Actually totally agree because no doctor told me on 4 weeks of antibiotics that the pill would stop working effectively after 10 years of no kids. After having covid I became even more ill so was given intravenous antibiotics for a week then sent home on tablet ones for 3 weeks..Hey presto we now have twins, no we were not trying the past 10 years of pill success shows it. Neither was it an accident it was a failure in the pill working and not being informed that may happen

Jellybunny56 · 26/12/2025 18:38

It depends what you class as “accidental” really, and what contraception is being used.

An “accidental” pregnancy if a woman is not on birth control, a man doesn’t use a condom, relying on the pull out method is a lot more likely than an “accidental” pregnancy where a woman is on the pill and a man is using a condom.
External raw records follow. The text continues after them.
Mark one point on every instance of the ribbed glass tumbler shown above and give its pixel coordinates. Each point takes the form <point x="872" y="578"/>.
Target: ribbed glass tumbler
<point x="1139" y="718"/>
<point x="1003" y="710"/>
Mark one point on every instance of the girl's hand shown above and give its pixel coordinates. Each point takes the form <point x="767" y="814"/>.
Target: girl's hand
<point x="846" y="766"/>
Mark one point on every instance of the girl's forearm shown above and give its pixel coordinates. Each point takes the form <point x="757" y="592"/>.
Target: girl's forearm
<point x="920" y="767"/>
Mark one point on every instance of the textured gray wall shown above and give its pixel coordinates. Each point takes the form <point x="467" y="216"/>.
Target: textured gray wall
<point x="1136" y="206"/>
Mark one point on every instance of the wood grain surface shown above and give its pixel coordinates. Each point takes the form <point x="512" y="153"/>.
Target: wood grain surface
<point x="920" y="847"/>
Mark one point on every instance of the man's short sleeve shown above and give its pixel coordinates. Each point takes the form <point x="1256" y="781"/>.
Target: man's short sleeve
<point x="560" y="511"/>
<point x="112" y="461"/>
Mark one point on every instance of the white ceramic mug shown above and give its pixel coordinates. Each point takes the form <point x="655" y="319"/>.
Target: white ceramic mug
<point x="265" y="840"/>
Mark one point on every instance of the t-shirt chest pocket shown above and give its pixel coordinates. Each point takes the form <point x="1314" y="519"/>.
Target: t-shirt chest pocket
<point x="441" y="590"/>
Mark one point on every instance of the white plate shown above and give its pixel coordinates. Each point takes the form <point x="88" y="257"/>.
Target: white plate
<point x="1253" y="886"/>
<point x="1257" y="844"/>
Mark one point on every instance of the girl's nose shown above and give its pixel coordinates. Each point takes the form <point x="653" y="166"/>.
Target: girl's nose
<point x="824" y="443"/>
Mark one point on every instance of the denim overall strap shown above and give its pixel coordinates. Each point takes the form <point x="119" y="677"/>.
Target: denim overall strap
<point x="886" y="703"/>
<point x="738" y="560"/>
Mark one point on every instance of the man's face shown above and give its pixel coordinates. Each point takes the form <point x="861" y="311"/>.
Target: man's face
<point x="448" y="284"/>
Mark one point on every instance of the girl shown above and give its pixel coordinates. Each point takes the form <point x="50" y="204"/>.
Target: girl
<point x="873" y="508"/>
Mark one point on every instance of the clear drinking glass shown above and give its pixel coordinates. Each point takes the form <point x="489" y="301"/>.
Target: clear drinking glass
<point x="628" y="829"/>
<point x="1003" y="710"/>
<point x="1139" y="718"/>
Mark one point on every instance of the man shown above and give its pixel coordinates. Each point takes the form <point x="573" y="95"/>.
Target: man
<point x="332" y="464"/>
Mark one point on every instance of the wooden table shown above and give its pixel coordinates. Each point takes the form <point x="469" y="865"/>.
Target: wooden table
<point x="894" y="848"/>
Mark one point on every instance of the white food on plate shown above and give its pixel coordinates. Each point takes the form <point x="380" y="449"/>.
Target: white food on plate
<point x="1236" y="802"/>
If I really didn’t want a pregnancy I would never rely on just a condom because even in my own experience my husband and I have had more than one just randomly split/break, so where you definitely don’t want a baby you double up with contraception on both sides and an accident is far less likely.

Livpool · 26/12/2025 18:41

Gallivant · 26/12/2025 17:10

..which is why access to the morning after pill and safe, legal abortion is such a blessing for women who don't want to have children.

Accidental pregnancy - perhaps. Accidentally bearing a child? Nope.